Vandals took advantage of a police protest to loot businesses in Papua New Guinea: 16 dead

Witness captures fire, looting during riots in Papua New Guinea

The prime minister of Papua New Guinea, James Marapedeclared this Thursday the state of emergency in his country due to the riots in several cities that have caused the death of at least sixteen people.

Marape announced that the measure will initially be maintained for fourteen days and that 1,000 Army personnel are waiting to be called up if there is an escalation of violence, according to what the Australian media published today. ABC.

Drone footage shows mass looting in Papua New Guinea capital

Nine people have died in the capital, Port Moresbywhile seven others have died in Lae, Papua New Guinea’s second largest city, according to official figures.

The riots began after a peaceful protest called on Wednesday by the Police and other security personnel for the cut of their salaries and that of other officials turned violent when it was used by other citizens to carry out looting and set fires in the capital and in other cities.

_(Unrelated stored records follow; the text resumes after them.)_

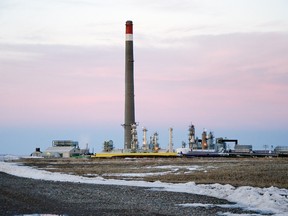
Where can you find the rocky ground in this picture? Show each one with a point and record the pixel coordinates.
(21, 196)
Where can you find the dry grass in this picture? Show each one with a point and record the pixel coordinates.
(258, 172)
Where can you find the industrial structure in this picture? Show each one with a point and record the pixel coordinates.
(129, 90)
(62, 149)
(207, 145)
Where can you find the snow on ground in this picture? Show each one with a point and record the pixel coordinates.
(263, 200)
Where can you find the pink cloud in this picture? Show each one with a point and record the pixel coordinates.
(226, 80)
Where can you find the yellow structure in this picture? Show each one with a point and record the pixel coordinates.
(113, 155)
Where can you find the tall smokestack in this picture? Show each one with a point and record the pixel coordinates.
(129, 86)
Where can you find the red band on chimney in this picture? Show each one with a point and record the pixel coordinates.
(129, 27)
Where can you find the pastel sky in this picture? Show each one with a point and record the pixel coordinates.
(221, 65)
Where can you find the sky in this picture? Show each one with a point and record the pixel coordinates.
(220, 65)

Videos posted on social media show warehouses engulfed in flames and crowds engaging in looting, which has spread to other regions and continued into the early hours of Thursday morning, according to the local newspaper. Post-Courier.

Before the riots, About 200 police, army and prison officers called a strike and peacefully entered Parliament on Wednesday to protest the tax increase on civil servants’ salaries.which has caused a cut in them.

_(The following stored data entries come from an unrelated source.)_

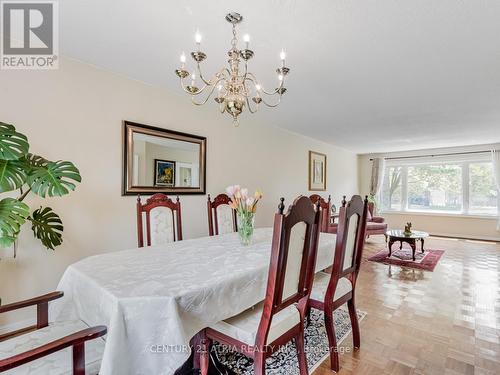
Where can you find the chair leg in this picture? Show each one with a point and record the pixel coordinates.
(259, 363)
(354, 323)
(205, 355)
(79, 359)
(301, 354)
(308, 314)
(332, 340)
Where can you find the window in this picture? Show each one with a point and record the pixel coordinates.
(483, 195)
(464, 187)
(435, 187)
(392, 197)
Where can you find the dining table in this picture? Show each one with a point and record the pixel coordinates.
(155, 299)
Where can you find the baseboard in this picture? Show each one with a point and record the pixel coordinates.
(6, 328)
(460, 236)
(466, 236)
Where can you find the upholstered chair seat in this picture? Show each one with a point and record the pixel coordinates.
(243, 327)
(321, 281)
(58, 363)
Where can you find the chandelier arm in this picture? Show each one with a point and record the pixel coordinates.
(252, 78)
(209, 95)
(216, 76)
(196, 93)
(272, 105)
(250, 107)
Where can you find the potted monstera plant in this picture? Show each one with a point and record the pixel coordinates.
(24, 172)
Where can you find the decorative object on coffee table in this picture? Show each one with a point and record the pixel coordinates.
(245, 207)
(407, 229)
(397, 235)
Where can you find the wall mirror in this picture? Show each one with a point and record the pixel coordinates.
(158, 160)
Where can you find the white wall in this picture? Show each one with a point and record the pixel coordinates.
(76, 114)
(446, 225)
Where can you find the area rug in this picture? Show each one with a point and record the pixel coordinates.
(426, 261)
(284, 361)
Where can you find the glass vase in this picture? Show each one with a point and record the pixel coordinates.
(245, 227)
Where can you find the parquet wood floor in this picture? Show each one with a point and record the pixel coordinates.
(445, 322)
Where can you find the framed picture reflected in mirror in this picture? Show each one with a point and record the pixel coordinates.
(317, 171)
(157, 160)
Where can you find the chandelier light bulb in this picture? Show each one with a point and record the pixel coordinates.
(197, 37)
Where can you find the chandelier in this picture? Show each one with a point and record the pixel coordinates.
(235, 86)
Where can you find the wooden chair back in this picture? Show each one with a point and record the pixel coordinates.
(163, 220)
(221, 217)
(293, 258)
(325, 210)
(350, 239)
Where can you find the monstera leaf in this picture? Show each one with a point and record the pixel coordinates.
(34, 161)
(12, 174)
(53, 178)
(47, 227)
(13, 145)
(13, 214)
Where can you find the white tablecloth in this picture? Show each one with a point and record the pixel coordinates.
(154, 300)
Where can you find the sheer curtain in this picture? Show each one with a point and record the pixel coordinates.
(495, 156)
(378, 168)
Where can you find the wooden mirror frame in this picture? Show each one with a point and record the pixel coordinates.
(132, 127)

Marape and his cabinet then claimed that the salary reduction was not deliberate and was due to a technical failure, and assured that the officials would be reimbursed.

In addition, Marape asked the population this morning in a public event not to “go out into the streets” and stressed that it is imperative that the country regain security, after authorizing the Army the day before to participate to “restore” order.

Papua New Guinea, a resource-rich nation that has a large part of its twelve million inhabitants in extreme poverty, is isolated by connectivity and infrastructure problems, especially in remote areas where security and basic health and education is scarce.

Independent from Australia in 1975, this country – whose government signed a security agreement with Canberra in December that includes financial aid to modernize its police forces – also has a long history of political intrigue, corruption and internal conflicts.

The United States and Australia, its strategic ally in Oceania, have redoubled their courtship of several Pacific island nations following China’s signing of a security pact with the Solomon Islands in April 2022.